洗漱之後披上新衣,脚刚迈到门前,又停了下来,退回床边,懒懒地倚著床沿坐下。
低头看了看身上的衣衫,崭新的云锦罗缎,水蓝缀著艾青,又费了许多工夫吧?这是昨晚母亲差人送过来的,每年的生辰都是如此,新衣新岁,祈福平安,母亲都花了许多精力。
心里有丝淡淡的内疚与惘伤,轻叹一声,从怀中摸出一直珍藏的锦囊,又勾出了许多回忆,愣愣地有些出神,一坐就坐到了傍晚。
“叩叩──”
轻轻的敲门声拉回了我的思绪,抬头一望,大哥推开房门,轻声道:“小溟,吃饭了。”
“好……”我缓缓地点了点头,手里轻握住的锦缎染上了淡淡的体温,温暖得让人贪恋,不忍放开。
大哥看了看静坐在床边的我,无奈地摇了摇头,轻合上房门,细微的脚步声渐行渐远。
我望著紧闭的门扇,合上眼帘,十八岁的生辰,竟然都已经过去一年了啊。
如画的过往浮现在眼前,去年的美景仍然记忆犹新,玉瓣纷飞,白衣轻扬,那时的怀瑾翩若惊鸿,令我惊叹,银线粉琼栩栩妖娆,缎面锦囊仍然残留著他的气息,流苏轻垂,柔滑飘逸如他的墨发,一颦一笑,眉目间的那抹清雅,烙进我的心里,久久难以忘怀,亦不能释怀。

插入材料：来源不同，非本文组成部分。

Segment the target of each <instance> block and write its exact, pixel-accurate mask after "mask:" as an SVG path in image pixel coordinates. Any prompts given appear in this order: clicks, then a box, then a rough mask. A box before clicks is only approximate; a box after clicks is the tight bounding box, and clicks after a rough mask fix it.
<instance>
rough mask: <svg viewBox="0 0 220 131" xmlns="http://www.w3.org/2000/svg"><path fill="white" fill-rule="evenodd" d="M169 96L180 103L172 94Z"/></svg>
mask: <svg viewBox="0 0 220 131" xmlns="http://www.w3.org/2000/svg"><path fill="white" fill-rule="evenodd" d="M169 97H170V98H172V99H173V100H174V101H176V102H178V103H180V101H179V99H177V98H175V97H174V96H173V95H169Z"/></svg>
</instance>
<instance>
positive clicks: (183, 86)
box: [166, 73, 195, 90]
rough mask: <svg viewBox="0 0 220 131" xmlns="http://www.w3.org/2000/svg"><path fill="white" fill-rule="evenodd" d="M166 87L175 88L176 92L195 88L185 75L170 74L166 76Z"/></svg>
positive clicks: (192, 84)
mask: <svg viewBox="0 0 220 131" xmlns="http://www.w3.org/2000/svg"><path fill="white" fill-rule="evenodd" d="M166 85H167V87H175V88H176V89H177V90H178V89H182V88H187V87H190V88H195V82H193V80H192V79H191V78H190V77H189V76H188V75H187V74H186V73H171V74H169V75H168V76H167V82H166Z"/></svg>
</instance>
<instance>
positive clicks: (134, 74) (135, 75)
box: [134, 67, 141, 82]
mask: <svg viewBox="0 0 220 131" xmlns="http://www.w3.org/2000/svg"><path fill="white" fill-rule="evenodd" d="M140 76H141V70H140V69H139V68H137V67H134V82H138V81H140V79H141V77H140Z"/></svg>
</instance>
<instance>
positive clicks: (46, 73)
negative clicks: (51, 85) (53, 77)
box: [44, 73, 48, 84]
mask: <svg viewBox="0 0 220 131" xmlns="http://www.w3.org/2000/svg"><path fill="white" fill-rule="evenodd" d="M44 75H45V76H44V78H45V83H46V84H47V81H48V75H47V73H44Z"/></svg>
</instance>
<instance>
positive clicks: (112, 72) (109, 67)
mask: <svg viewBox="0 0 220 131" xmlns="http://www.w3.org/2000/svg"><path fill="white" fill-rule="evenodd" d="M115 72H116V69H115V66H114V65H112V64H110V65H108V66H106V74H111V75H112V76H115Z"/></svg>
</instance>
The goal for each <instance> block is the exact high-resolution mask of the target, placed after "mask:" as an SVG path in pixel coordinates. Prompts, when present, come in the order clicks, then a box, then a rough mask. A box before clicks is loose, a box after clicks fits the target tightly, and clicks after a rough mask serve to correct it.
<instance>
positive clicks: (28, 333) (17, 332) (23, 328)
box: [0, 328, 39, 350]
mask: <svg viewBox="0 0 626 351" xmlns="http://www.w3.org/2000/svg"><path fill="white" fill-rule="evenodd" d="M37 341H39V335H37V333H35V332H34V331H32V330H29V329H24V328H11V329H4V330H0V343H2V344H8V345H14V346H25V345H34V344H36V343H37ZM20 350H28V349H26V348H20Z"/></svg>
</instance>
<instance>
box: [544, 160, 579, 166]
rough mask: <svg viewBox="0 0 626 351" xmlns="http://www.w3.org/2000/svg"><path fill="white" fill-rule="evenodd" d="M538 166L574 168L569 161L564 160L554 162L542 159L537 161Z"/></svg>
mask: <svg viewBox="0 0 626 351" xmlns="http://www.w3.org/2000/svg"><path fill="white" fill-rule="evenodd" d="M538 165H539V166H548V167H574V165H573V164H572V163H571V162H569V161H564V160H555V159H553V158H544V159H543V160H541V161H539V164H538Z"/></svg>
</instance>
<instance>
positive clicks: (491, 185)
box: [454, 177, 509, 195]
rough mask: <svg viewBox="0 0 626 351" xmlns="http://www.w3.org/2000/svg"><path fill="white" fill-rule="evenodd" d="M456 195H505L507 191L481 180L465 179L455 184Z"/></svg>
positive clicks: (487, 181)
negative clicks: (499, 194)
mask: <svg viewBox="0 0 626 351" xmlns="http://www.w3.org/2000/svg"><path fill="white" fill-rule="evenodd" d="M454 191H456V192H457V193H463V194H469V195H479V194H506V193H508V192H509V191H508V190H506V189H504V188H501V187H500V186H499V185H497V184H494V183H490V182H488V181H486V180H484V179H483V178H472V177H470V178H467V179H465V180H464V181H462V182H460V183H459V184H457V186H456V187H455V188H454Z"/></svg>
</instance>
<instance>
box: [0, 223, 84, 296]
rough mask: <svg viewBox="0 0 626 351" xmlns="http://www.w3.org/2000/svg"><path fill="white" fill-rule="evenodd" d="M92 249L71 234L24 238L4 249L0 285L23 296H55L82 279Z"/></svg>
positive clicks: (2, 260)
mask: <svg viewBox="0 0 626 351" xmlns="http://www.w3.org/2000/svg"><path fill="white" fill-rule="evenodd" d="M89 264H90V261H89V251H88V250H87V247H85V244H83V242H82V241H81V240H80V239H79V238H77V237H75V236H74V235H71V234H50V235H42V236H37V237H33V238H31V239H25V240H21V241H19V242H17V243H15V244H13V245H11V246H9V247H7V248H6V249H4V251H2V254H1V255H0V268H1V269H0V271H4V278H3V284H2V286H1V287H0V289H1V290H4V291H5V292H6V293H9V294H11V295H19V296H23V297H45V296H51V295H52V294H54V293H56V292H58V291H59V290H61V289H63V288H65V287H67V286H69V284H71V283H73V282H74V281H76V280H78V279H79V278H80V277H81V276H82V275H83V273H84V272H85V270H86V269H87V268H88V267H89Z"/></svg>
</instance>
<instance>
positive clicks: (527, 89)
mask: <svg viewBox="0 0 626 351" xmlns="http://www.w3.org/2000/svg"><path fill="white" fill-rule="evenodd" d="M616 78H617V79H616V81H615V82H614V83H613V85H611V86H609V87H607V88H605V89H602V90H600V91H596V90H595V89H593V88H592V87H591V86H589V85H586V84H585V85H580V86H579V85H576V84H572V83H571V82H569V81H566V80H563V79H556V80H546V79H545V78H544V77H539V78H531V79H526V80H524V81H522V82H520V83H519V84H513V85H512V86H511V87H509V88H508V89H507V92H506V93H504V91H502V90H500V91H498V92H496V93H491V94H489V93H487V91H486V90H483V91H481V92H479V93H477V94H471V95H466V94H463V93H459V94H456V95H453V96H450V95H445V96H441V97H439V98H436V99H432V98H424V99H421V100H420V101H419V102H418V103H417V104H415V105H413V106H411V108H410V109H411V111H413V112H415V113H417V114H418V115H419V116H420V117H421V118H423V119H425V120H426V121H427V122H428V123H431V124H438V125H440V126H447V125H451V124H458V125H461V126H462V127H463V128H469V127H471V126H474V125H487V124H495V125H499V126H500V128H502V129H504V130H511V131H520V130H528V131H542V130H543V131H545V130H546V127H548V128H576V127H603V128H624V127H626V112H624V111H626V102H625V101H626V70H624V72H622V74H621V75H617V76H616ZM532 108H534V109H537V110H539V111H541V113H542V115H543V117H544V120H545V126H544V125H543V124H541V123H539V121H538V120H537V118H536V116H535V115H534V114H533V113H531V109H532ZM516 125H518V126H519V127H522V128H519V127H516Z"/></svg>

小心地收起锦囊,不由地又想到了那日我送怀瑾吊坠的情景,那时的他,是不是也和现在的我一样?
心中隐隐又生起些感伤,微叹一声,轻轻推开门扇。
不急不缓地漫步,幽长的回廊,少有人影,我还记得去年的今日,尉迟府里里外外格外的热闹,而今年却冷清了许多。
一年一次的生辰,我自然不愿再过,大家虽无奈,也只能叹口气,不再勉强。其实我知道,他们本想利用这个机会令我开心一些,忘却烦恼,可是我也明白,那样的欢闹只会令我更加难过。
在去饭厅之前,我绕了小径,不知为何,忽然想起後院的琼花,硕白的花朵,不知是否还像记忆中的那般美丽。
快到後院的时候,我顿了一下脚步,心中空空的,有些失落。迟疑了片刻,再提步时,一抬眼,便是那满枝的玉白花瓣,绚烂而圣洁。
倏然忆起四哥的话语,轻叹一声,这琼花哪里像我?如此淡雅清逸,风姿绰约,分明就是翩然若仙的怀瑾。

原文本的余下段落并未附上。